Il dit; & alors Mirine qui ne pouvoit plus supporter le long sommeil de sa Maîtresse, sauta sur le lit, aboïa, & vint à bout de la reveiller. Si la renommée ne nous a pas trompez, tes premiers regards, O Belinde, tomberent sur un billet doux.

A peine commençoit-elle de lire, & d'y voir des plaïes, des peines, des martyres, des ardeurs, qu'elle oublia son songe.
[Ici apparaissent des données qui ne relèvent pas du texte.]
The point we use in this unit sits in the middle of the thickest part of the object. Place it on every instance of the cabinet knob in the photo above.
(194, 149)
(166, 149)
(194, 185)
Elle sort du lit à demie nuë, & s'approche d'une table où mille vases d'argent étoient placez, & disposez dans un ordre misterieux. Alors vêtue de blanc & la tête nuë, elle adore attentivement les puissances du monde; une céleste image paroît dans un miroir, elle fixe ses yeux sur elle; c'est l'unique objet de ses pieux regards. Une Prêtresse inférieure, dans une humble attitude, est à côté de l'autel où la vanité préside.

Celle-ci commence les sacrez rites: alors se découvrent de précieux trésors, sources d'ornemens & de beautez pour la Déesse. On voit briller dans de petits coffres les perles & les pierres les plus précieuses des Indes; les parfums de l'Arabie sortent des flacons d'or, qui les renferment; la tortue & l'éléphant unis se transforment en peignes; les épingles & les éguilles sont rangées en escadrons; ici l'on voit confondus, la poudre, la pâte, la Bible, & les billets doux.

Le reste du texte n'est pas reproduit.